Mourad N'Zif

Personal information
- Date of birth: 1 January 1984 (age 42)
- Place of birth: Domont, France
- Height: 1.75 m (5 ft 9 in)
- Position: Midfielder

Senior career*
- Years: Team / Apps / (Gls)
- 2002–2004: Le Mans / 0 / (0)
- 2004–2007: Pau / 93 / (9)
- 2007–2008: Stade Laval / 33 / (4)
- 2008–2009: Beauvais / 35 / (4)
- 2009: Tubize / 12 / (1)
- 2010–2011: Pau / 27 / (1)
- 2011–2012: Orléans / 16 / (1)
- 2012–2013: Red Star / 17 / (1)
- 2013–2015: Tarbes Pyrénées / 19 / (1)
- 2015–2020: Aviron Bayonnais / 89 / (4)
- Total:  / 341 / (26)

= Mourad N'Zif =

French footballer (born 1984)

Mourad N'Zif (born 1 January 1984) is a French former professional footballer who played as a midfielder.

==Career==
N'Zif started his career with Le Mans, but did not make a first-team appearance for the club. In the summer of 2004, he signed for Championnat National side Pau FC on a free transfer. He spent three seasons with Pau and scored a total of nine goals in 93 league games. N'Zif joined Stade Lavallois in 2007 and scored his first goal for the club in the 4–0 win away at FC Istres in the first round of the Coupe de la Ligue. He played for AS Beauvais Oise during the 2008–09 season, making 35 league appearances for the side.
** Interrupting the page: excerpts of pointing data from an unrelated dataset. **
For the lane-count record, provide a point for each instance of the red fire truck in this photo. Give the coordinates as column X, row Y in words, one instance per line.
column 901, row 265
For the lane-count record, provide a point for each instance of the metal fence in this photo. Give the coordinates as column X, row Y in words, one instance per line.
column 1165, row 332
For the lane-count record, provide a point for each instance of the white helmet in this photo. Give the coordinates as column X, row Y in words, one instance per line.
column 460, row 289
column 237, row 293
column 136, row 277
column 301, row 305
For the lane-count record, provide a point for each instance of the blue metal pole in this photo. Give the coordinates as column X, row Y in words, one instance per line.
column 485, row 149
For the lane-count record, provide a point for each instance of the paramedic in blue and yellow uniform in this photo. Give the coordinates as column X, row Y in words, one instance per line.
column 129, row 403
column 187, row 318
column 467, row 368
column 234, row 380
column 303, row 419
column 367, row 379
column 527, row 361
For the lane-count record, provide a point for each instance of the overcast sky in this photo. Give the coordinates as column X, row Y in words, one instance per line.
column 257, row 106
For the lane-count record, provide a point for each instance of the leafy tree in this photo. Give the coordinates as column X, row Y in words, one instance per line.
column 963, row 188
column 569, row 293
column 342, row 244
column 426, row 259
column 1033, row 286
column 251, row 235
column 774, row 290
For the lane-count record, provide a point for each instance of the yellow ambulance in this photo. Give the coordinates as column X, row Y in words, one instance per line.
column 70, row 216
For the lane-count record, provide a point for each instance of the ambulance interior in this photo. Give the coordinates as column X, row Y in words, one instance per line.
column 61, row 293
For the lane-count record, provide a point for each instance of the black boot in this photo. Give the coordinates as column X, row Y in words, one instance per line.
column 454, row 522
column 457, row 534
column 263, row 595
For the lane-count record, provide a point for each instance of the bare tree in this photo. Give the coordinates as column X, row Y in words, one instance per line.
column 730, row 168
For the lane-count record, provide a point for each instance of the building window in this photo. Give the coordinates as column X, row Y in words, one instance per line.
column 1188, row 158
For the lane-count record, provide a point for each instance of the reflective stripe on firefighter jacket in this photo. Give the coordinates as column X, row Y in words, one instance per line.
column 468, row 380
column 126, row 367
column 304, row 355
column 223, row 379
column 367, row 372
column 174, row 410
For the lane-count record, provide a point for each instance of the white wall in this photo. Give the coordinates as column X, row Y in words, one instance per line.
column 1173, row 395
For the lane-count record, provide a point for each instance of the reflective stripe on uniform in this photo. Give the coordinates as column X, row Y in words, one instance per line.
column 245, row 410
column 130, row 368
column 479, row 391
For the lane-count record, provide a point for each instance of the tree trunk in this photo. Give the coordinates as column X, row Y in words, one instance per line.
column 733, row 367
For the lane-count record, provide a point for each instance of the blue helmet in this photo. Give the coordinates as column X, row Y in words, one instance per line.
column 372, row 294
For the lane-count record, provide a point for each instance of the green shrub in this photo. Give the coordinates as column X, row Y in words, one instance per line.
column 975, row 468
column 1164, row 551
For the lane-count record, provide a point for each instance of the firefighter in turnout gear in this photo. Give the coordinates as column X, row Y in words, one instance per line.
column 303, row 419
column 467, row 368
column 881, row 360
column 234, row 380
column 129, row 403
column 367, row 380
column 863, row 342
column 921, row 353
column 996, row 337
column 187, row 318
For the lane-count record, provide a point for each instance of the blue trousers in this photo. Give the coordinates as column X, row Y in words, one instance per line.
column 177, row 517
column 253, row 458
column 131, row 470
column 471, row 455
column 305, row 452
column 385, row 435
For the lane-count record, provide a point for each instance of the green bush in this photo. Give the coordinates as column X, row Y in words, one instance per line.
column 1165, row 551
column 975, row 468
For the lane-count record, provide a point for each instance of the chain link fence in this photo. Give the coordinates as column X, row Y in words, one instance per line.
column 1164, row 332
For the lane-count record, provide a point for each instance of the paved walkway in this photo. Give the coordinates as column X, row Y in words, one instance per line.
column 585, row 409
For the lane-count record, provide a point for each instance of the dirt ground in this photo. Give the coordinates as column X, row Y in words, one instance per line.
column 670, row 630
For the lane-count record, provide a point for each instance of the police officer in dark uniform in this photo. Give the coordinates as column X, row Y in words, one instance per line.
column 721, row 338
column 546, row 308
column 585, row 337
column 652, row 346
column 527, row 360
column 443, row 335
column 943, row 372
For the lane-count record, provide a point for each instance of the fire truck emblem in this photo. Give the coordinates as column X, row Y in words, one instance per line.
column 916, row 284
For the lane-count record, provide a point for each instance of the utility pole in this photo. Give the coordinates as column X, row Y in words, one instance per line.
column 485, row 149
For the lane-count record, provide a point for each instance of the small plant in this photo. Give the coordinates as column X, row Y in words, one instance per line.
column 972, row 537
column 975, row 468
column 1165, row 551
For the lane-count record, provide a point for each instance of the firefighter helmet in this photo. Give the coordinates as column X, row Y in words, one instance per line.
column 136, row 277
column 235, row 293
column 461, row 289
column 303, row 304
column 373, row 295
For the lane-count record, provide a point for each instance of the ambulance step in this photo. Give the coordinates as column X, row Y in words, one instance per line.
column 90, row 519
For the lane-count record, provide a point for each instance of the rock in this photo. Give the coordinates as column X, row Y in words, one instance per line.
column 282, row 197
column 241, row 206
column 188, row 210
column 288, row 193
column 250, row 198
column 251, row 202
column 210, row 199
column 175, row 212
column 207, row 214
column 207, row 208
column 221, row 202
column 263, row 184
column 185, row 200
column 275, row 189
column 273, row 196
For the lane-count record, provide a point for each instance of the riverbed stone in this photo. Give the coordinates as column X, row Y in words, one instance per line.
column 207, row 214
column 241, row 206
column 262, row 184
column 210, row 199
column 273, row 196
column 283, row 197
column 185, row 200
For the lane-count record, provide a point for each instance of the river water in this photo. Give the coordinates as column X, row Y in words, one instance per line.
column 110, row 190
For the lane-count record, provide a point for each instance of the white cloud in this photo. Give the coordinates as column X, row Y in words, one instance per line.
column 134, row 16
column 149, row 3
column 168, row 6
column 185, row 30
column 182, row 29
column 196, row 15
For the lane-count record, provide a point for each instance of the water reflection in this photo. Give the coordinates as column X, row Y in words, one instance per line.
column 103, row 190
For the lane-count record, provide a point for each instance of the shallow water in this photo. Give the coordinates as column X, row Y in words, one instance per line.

He left Beauvais in the summer of 2009, and later had a spell in the Belgian Second Division with A.F.C. Tubize. He scored one goal in 12 matches for Tubize, but was released in December 2009, and returned to Pau on 9 July 2010.

==Personal life==
Born in France, N'Zif is of Moroccan descent.